U.S. Ratifies Amended CCW Landmines Protocol
Wade Boese
ON MAY 20, the Senate approved the amended landmines protocol (Protocol II) to the Convention on Conventional Weapons (CCW), the 1980 accord that limits the use of fragmentation weapons, landmines and booby-traps, incendiary weapons and blinding laser weapons. After President Clinton signed the instrument of ratification four days later, the United States became the 37th country to deposit its ratification document. Current U.S. landmine policy is already in compliance with the new protocol, which will enter into force for the United States six months after its May 24 deposit.
Unlike the Ottawa Convention that bans the use, stockpiling, production and transfer of anti-personnel landmines (APLs), which the United States has not signed, the CCW seeks to strengthen the 1980 treaty's original restrictions on the use, production and transfer of APLs by states-parties. The United States acceded to the earlier landmine protocol only in 1995.
The new protocol prohibits the use of non-detectable APLs and severely restricts use of remotely delivered mines. Use of non-self-destructing and non-self-deactivating mines are proscribed unless planted in monitored and perimeter marked areas. States-parties also undertake not to export mines to non-states-parties. To protect civilians and deminers, the amended protocol prohibits mines that are detonated by the presence of mine detectors, as well as mines equipped with anti-handling devices that operate after the mine, itself, deactivates.
Opposition by Senator Patrick Leahy (D-VT) to the original resolution language and an accompanying report prepared by Senate Foreign Relations Committee Chairman Jesse Helms (R-NC) helped delay Senate advice and consent of the amended protocol for more than two years.

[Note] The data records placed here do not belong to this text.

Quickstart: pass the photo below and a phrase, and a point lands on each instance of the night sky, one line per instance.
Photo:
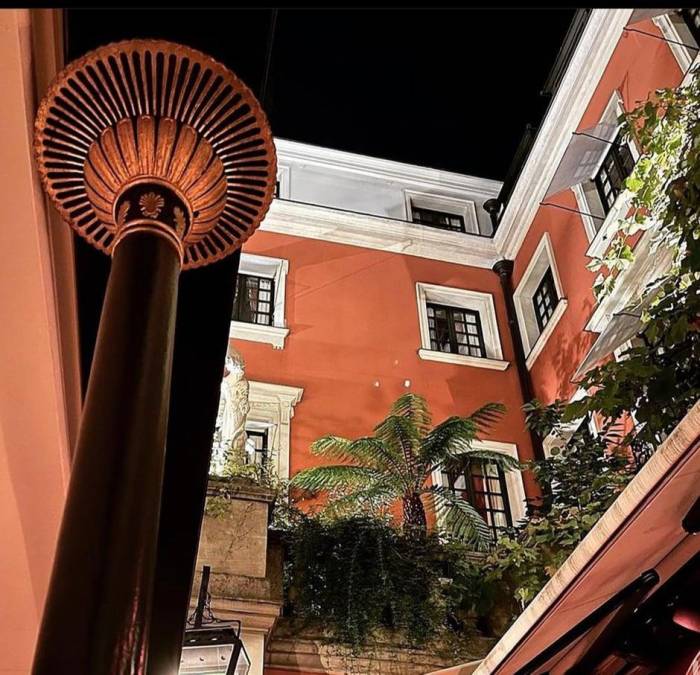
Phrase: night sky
(450, 89)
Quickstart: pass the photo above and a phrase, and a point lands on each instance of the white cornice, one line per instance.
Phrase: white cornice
(271, 392)
(583, 74)
(291, 152)
(375, 232)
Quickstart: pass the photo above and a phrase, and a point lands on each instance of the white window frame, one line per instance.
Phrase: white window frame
(270, 268)
(272, 408)
(451, 205)
(514, 479)
(475, 301)
(674, 28)
(533, 340)
(587, 196)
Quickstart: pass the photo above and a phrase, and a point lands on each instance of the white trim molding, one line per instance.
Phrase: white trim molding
(284, 178)
(275, 269)
(272, 407)
(533, 339)
(379, 233)
(514, 479)
(475, 301)
(598, 41)
(458, 207)
(290, 152)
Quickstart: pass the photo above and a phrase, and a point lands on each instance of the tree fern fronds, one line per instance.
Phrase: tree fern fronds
(461, 519)
(366, 451)
(334, 477)
(487, 415)
(415, 408)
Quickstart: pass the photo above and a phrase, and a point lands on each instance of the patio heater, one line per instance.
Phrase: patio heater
(163, 159)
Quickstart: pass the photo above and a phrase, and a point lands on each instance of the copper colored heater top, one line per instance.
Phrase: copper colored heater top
(155, 134)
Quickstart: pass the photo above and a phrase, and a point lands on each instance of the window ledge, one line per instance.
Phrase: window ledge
(546, 333)
(462, 360)
(603, 237)
(273, 335)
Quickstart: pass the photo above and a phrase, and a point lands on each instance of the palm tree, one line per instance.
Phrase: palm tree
(396, 462)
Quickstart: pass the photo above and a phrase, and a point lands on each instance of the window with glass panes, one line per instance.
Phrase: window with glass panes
(485, 489)
(545, 299)
(254, 299)
(692, 20)
(256, 446)
(443, 221)
(616, 167)
(455, 330)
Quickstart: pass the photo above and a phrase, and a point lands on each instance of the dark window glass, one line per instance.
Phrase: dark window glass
(692, 19)
(545, 299)
(485, 489)
(256, 446)
(455, 330)
(443, 221)
(254, 299)
(616, 167)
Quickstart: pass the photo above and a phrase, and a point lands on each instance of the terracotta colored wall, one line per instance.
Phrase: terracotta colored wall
(353, 319)
(639, 65)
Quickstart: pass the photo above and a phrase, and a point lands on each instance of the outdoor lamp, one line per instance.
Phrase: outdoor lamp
(163, 159)
(212, 646)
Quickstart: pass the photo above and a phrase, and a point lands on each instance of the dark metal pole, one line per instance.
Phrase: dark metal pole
(504, 269)
(96, 615)
(160, 156)
(202, 599)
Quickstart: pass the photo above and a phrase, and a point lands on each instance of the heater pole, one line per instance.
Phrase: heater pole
(161, 157)
(96, 615)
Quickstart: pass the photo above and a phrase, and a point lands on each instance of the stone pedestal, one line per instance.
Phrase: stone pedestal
(245, 560)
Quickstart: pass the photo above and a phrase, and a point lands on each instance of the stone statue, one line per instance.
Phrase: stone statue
(234, 409)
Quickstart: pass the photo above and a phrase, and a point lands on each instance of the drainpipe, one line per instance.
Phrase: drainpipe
(504, 269)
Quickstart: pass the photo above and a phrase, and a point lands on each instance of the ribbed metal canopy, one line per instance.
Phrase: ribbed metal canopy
(155, 112)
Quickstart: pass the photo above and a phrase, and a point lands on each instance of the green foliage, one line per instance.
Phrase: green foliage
(657, 380)
(582, 479)
(395, 465)
(361, 578)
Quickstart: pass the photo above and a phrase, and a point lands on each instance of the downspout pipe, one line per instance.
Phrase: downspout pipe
(504, 270)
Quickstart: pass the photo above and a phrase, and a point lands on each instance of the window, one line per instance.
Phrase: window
(439, 219)
(616, 167)
(259, 301)
(486, 490)
(267, 426)
(455, 330)
(545, 299)
(256, 446)
(692, 20)
(254, 299)
(539, 300)
(458, 326)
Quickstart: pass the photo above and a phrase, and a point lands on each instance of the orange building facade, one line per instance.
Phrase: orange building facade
(354, 268)
(352, 256)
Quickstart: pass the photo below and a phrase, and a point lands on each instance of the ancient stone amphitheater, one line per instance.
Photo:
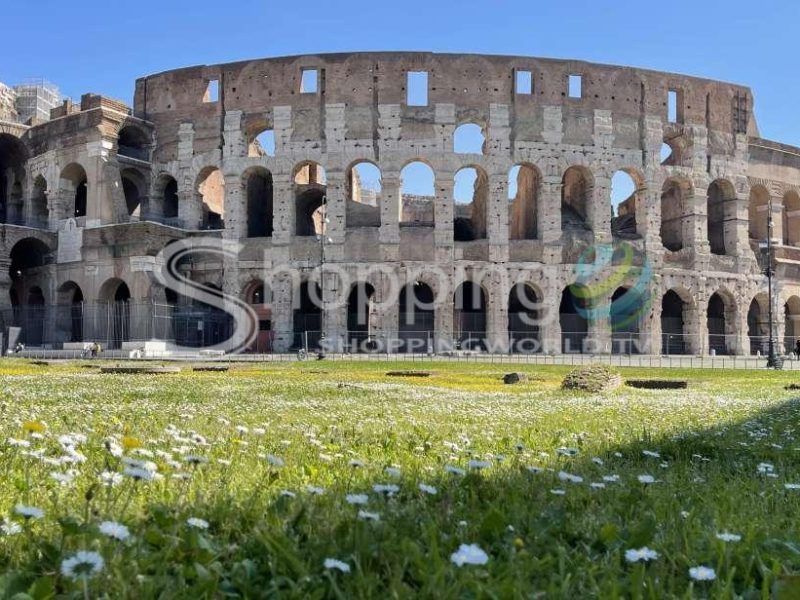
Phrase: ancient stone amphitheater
(471, 185)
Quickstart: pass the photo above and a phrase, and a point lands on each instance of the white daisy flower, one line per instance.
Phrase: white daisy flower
(469, 554)
(642, 554)
(427, 489)
(729, 537)
(197, 523)
(702, 573)
(82, 565)
(114, 530)
(29, 512)
(332, 563)
(356, 498)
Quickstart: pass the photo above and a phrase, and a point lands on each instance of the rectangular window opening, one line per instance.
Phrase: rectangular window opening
(309, 82)
(417, 88)
(524, 82)
(575, 86)
(212, 91)
(672, 106)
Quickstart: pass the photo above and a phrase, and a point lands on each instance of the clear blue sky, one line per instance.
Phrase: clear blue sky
(103, 46)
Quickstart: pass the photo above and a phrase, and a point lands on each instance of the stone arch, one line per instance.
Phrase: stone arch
(13, 155)
(69, 320)
(628, 190)
(721, 320)
(471, 199)
(721, 217)
(524, 186)
(210, 195)
(525, 318)
(74, 189)
(758, 324)
(134, 142)
(417, 194)
(258, 191)
(791, 218)
(791, 315)
(416, 316)
(676, 307)
(675, 213)
(470, 138)
(363, 191)
(757, 212)
(577, 187)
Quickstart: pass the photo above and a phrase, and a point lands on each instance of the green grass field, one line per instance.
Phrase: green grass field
(237, 484)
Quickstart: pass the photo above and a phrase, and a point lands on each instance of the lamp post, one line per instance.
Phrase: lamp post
(773, 362)
(322, 239)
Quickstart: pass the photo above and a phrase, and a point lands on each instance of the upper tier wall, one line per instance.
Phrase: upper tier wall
(364, 81)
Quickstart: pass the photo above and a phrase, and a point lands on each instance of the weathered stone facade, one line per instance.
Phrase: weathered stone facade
(97, 191)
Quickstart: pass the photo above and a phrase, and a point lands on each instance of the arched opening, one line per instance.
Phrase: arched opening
(262, 144)
(674, 214)
(524, 319)
(74, 189)
(308, 316)
(721, 220)
(673, 319)
(417, 195)
(576, 195)
(791, 321)
(259, 192)
(416, 318)
(363, 193)
(791, 218)
(70, 312)
(259, 297)
(132, 188)
(471, 193)
(758, 325)
(169, 197)
(133, 143)
(758, 213)
(310, 187)
(39, 214)
(523, 194)
(719, 317)
(12, 160)
(469, 316)
(211, 195)
(469, 138)
(626, 312)
(572, 316)
(116, 295)
(360, 318)
(625, 191)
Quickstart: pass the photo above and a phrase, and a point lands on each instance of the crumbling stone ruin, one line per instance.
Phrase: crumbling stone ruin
(299, 156)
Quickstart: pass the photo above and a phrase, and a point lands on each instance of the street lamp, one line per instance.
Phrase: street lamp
(773, 362)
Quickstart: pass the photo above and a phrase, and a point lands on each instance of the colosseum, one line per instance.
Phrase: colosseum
(472, 185)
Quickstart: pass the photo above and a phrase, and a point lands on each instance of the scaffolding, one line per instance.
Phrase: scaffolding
(35, 99)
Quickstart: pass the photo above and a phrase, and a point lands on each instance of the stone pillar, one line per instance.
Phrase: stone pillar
(497, 217)
(548, 218)
(390, 207)
(283, 209)
(235, 209)
(443, 211)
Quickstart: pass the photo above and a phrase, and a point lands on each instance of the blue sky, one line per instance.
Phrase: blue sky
(103, 46)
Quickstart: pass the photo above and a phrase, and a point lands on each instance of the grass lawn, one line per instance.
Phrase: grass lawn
(242, 484)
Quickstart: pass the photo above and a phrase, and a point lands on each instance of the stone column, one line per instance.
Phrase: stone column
(497, 217)
(283, 209)
(443, 211)
(548, 218)
(390, 207)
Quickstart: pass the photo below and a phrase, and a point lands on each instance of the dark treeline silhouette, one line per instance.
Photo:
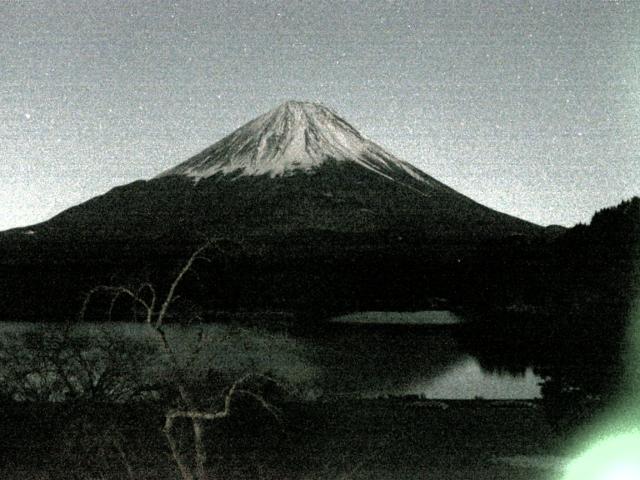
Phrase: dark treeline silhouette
(561, 305)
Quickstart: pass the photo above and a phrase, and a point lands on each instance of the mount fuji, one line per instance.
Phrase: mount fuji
(321, 212)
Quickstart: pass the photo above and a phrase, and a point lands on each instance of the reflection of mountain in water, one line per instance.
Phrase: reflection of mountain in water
(369, 361)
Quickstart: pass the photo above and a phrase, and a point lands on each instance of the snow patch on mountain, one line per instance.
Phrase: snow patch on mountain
(296, 136)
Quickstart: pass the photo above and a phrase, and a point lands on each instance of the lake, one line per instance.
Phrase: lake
(372, 354)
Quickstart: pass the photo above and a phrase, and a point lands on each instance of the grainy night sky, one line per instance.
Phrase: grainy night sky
(532, 108)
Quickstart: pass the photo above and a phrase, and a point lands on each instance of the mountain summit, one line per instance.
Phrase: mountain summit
(296, 136)
(324, 219)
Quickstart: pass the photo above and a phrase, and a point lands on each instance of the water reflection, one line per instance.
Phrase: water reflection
(372, 361)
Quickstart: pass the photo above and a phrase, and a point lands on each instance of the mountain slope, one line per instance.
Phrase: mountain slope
(297, 167)
(325, 220)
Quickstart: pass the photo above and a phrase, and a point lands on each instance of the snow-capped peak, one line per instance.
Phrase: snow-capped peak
(296, 136)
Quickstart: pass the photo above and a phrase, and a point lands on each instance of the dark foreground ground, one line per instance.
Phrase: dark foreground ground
(346, 439)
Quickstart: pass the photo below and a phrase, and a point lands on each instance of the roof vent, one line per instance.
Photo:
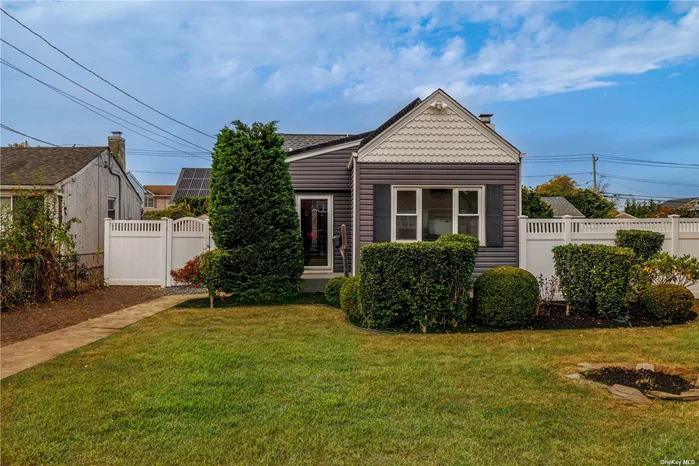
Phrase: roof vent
(485, 118)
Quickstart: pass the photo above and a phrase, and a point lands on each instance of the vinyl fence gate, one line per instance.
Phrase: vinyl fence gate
(143, 252)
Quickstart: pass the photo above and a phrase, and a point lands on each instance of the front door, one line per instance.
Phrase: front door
(315, 213)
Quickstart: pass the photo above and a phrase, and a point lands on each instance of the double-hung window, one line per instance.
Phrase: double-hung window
(111, 207)
(426, 213)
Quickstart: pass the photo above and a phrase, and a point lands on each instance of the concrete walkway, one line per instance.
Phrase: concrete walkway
(28, 353)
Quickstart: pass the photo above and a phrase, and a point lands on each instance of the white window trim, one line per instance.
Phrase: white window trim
(455, 209)
(331, 230)
(112, 198)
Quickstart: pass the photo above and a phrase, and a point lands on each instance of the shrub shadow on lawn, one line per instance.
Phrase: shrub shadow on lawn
(229, 301)
(554, 319)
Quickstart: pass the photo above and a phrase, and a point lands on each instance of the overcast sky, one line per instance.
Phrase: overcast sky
(617, 78)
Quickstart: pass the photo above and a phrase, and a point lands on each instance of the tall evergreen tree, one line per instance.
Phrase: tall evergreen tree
(253, 215)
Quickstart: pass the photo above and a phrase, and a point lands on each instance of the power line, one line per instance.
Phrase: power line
(557, 174)
(87, 106)
(103, 79)
(7, 128)
(668, 183)
(100, 97)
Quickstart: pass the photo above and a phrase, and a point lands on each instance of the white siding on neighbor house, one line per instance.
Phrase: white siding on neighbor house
(85, 197)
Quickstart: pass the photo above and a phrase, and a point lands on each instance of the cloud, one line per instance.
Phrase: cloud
(361, 52)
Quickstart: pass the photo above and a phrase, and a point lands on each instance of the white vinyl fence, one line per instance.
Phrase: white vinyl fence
(143, 252)
(538, 236)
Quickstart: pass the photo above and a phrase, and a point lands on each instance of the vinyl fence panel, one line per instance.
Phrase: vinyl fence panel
(538, 237)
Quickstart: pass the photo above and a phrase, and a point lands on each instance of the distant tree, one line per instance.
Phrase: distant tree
(533, 206)
(592, 204)
(561, 185)
(640, 209)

Leahy, a proponent of the Ottawa Convention, never opposed the amended protocol itself, but objected to the two documents as attacks against the Ottawa treaty and Clinton's pledge that the United States would sign Ottawa by 2006 if "suitable alternatives" to APLs could be identified and fielded. After the offending language was watered down, Leahy consented to ratification.
A U.S. government official noted that the real value of the new protocol is that it imposes conditions on countries that have not signed the Ottawa Convention or have no immediate plans to sign the accord. China and Pakistan, for example, have already ratified the new protocol but refuse to sign the Ottawa Convention. Key Ottawa countries, including Canada, South Africa, Britain and France, are also party to the protocol.